There are, first, the poor immigrants, from Mexico, Vietnam, and the Philippines. They come in, a dozen to a house, and they introduce an element of unpredictability to what was a comforting milieu. They shout. They're less tidy. Their teenage boys seem to get involved with gangs and cars. Suddenly you feel you will lose control of your children. You begin to feel a new level of anxiety in the neighborhood. It is exactly the level of anxiety--sometimes intermingled with racism--your parents felt when they moved from their old neighborhood to the suburbs in the first place.
And then there are the rich. Suddenly many of the old ramblers are being knocked down by lawyers who proceed to erect 4,000-square-foot arts and crafts bungalows with two-car garages for their Volvos. Suddenly cars in the neighborhoods have window and bumper stickers that never used to be there in the past: "Yale," "The Friends School," "Million Mom March." The local stores are changing too. Gone are the hardware stores and barber shops. Now there are Afghan restaurants, Marin County bistros, and environmentally sensitive and extremely expensive bakeries.
And these new people, while successful and upstanding, are also . . . snobs. They're doctors and lawyers and journalists and media consultants. They went to fancy colleges and they consider themselves superior to you if you sell home-security systems or if you are a mechanical engineer, and in subtle yet patronizing ways they let you knowit.

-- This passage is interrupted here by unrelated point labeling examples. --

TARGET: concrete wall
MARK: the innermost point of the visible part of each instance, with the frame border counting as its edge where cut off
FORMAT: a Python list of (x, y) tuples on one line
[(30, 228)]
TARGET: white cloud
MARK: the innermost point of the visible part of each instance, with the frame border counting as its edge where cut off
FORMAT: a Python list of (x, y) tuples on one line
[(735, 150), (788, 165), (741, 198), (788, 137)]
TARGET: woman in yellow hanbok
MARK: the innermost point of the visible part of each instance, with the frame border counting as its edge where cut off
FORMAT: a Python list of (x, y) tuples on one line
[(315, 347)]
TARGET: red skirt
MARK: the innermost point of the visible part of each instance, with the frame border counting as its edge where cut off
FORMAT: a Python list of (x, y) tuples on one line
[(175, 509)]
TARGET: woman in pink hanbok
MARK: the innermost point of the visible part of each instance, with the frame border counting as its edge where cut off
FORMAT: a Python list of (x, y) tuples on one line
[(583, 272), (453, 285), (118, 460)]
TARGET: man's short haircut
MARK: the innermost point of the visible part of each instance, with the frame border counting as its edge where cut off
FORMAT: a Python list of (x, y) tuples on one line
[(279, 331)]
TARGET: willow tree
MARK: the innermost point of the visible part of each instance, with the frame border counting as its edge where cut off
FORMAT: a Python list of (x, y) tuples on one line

I recently interviewed a woman in Loudoun County who said she had grown up and lived most of her life in Bethesda, Maryland, which is an upscale suburb close to Washington. When I asked why she left Bethesda, she hissed "I hate it there now" with a fervor that took me by surprise. And as we spoke, it became clear that it was precisely the "improvements" she hated: the new movie theater that shows only foreign films, the explosion of French, Turkish, and new wave restaurants, the streets choked with German cars and Lexus SUVs, the doctors and lawyers and journalists with their educated-class one-upmanship.
These new people may live in the old suburbs but they hate suburbanites. They hate sprawl, big-box stores, automobile culture. The words they use about suburbanites are: synthetic, bland, sterile, self-absorbed, disengaged. They look down on people who like suburbs. They don't like their lawn statuary, their Hallmark greeting cards, their Ethan Allen furniture, their megachurches, the seasonal banners the old residents hang out in front of their houses, their untroubled attitude toward McDonald's and Dairy Queen, their Thomas Kinkade fantasy paintings. And all the original suburbanites who were peacefully enjoying their suburb until the anti-suburban suburbanites moved in notice the condescension, and they do what Americans have always done when faced with disapproval, anxiety, and potential conflict. They move away. The pincer movements get them: the rich and the poor, the commutes and the mortgages, the prices and the alienation. And pretty soon it's Henderson, Nevada, here we come.